Step 3: Configure Review Rules
Customize what the agents check based on your project:
{
"language": "typescript",
"framework": "next.js",
"styleGuide": "eslint-config-next",
"securityRules": ["no-secrets", "no-sql-concat", "auth-required"],
"requiredTestCoverage": 80,
"maxFunctionLength": 50,
"maxFileLength": 300
}
Include these rules in the task description when creating review tasks.
Step 4: Run Your First Review
Assign a task with the code diff:
Review this pull request diff for the authentication module:
[paste diff]
Focus on security vulnerabilities and error handling.
Each agent produces a structured review with categorized findings.
Step 5: Integrate with Your Workflow
Pre-Merge Gate
Run AI review before human review:
Developer opens PR → AI review runs → Comments posted → Human reviewer checks remaining issues
Continuous Improvement
Track which issues the AI catches consistently and adjust rules:
- If the AI misses certain bug patterns, add specific checks to the prompt
- If the AI produces too many false positives, narrow the scope
- Update style rules as your codebase evolves
Cost Analysis
| Review Type | Tokens (avg) | Cost per Review |
|---|---|---|
| Small PR (< 100 lines) | ~3,000 in / 1,500 out | $0.02 |
| Medium PR (100-500 lines) | ~8,000 in / 3,000 out | $0.05 |
| Large PR (500+ lines) | ~15,000 in / 5,000 out | $0.10 |
For a team doing 20 reviews per week, the monthly cost is approximately $2-8. Compare to the senior engineer time saved: 3-5 hours per week at $75-150/hour.
FAQ
Does AI code review replace human review?
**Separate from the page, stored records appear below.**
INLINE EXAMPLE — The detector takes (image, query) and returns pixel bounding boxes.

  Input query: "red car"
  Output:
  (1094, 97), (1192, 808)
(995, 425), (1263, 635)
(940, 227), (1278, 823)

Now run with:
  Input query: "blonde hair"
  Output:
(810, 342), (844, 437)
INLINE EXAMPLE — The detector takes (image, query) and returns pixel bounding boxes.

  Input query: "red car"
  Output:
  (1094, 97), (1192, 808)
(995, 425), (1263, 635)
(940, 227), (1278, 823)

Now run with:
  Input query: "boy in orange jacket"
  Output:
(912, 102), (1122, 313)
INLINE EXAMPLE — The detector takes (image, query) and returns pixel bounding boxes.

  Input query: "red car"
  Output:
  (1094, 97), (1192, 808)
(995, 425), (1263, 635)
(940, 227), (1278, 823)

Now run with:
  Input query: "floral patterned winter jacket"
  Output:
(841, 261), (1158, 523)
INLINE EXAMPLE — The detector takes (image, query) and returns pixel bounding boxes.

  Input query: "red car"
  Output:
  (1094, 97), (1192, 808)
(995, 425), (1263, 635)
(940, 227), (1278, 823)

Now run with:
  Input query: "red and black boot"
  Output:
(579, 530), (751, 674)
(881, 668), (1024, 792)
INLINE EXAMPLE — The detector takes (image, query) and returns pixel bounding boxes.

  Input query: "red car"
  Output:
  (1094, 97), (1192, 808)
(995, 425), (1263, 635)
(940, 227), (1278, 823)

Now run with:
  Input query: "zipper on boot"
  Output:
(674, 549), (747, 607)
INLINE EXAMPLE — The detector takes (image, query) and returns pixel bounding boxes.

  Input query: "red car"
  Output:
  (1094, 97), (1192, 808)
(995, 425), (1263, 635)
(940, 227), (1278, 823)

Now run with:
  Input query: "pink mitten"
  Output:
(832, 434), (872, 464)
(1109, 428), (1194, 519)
No. AI handles the mechanical, pattern-based checks. Human reviewers should focus on architecture, business logic, and design decisions that require context and judgment.
What languages are supported?
Any language that Claude or GPT-4 can analyze. Both models are proficient in TypeScript, Python, Go, Rust, Java, C++, Ruby, and most popular languages.
How do I handle large PRs?
Break large PRs into logical chunks and review each separately. Or configure the agent to provide a high-level summary first, then detailed review of flagged sections.
Can the agent suggest fixes?
Yes. Include "provide suggested fix" in the agent prompt. The agent will output both the issue description and a corrected code snippet.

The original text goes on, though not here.